E.g., effects A, B, C showed small posterior probabilities at moderate and large effect sizes. Effects D, E, showed moderate probabilities at either moderate or large effect sizes. Effects F, G showed large probabilities at large effect sizes.

I guess my main point here is that I am arguing that grouping and discretization is BOTH good and bad. Maybe we should not completely write it off and say DO NOT discretize, but rather be smarter about when and how we discretize. Offer a discretization when you expect that decision makers are going to have to integrate multiple sources of information in with your results to make a decision, and need a way to hold your results in their working memory while they make the decision. Limit the degree of discretization and be smart about the cuts that are made.

I like what you wrote until you got to these points. Not only are these unnecessary, but they will hurt decision making and give a false sense of certainty. Then there’s the fact that you won’t get agreement on how the intervals are to be defined. Discretization before the decision point is a mistake IMHO.

Avoidance of uncertainty only leads to suboptimal decisions and a failure to revisit decisions once they are made.

If one wanted to avoid Bayesian methods at all costs, then presenting the p-value and compatibility interval (aka confidence interval) while de-emphasizing the point estimate, and letting the decision maker use these for decision making, is recommended. What the frequentist statistician should spend her time doing in that case is explaining the various statistical ramifications of making decisions on their basis.

I’m in agreement with you on Bayesian methods.

A few questions:

First question. Consider the plot below. For the average person would you consider that it is equally difficult to remember 1) the order of scenarios in terms of their risk, and 2) that HEAF are estimated to have high risk, DJCB are estimated to have medium risk and GLIK are estimated to low risk.

If not we may disagree on whether discretization is a way to approximately remember results. If so then we would agree that discretization is a tool to approximately remember results.

image

Next question. Do you think the average person always fully remembers results (such as the ordering of all scenarios in the plot) after reading a publication or report when they go about making decisions? I would suggest that they remember some simplification (or don’t remember anything at all). Is it our role to consider what they will likely remember?

Final question. If we offer some simplification (approximation) of the results. Would they be more likely to remember something as opposed to nothing?

So I get your point about avoidance of uncertainty leads to suboptimal decision making. I’m not suggesting not reporting uncertainties. I’m suggesting offering a simplification/grouping of results to help remember the main points. This absolutely could be dangerous (people forget the discussion you gave to uncertainty; people make use of a suboptimal discretization), but also considering if there is merit to doing this in any situation (e.g., explaining results to a child).

I am wondering if there is a balance between a) simplification of results and b) egregious miscommunication / misinterpretation of results?

Your premise is incorrect. Think of baseball. Are batting averages categorized?

Great discussion on this Frank, thanks for your very helpful thoughts.

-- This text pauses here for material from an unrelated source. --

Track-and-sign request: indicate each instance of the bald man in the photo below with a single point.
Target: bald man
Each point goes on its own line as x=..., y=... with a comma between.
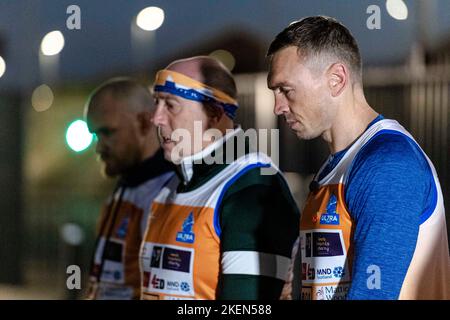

Not sure if this is what you were saying, but it isn’t the statistician’s job to decide what way of looking at the results is going to be the most helpful for remembering them. If it is important enough, the results will be remembered in full. Same goes for decision making. If you don’t have the cost function, it is not your job to guess at it.

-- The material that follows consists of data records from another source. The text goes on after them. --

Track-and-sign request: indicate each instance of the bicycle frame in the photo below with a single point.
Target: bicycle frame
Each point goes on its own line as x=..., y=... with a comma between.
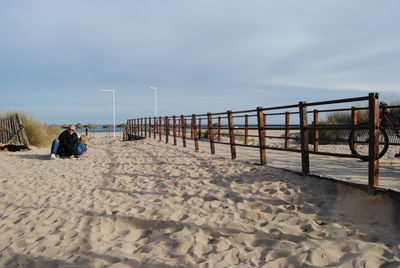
x=386, y=120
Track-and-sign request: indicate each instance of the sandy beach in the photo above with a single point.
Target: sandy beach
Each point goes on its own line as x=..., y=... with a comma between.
x=150, y=204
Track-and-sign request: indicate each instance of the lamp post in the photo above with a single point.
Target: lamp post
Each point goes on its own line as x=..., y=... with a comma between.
x=113, y=92
x=155, y=100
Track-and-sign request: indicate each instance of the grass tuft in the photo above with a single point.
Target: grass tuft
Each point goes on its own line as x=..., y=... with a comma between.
x=39, y=134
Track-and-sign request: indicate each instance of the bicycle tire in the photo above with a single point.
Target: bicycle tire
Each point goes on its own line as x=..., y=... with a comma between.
x=360, y=137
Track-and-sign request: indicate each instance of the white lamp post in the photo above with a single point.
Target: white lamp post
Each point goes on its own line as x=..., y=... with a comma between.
x=113, y=91
x=155, y=100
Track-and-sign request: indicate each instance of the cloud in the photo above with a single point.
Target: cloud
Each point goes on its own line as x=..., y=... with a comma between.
x=194, y=51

I was suggesting that categorizing could help with memory, but I think you are suggesting that is where the premise is wrong?

How human memory works is not the key point here, although I question that arbitrary categorization helps memory in a helpful way. The statistician’s job is not to create something that can be optimally remembered. It is to create something that optimally represents what we know about the underlying reality. The incorrect (IMHO) premise is that categorization is really needed here. If it were, people would just have remembered categories of batting averages and not player’s individual batting averages.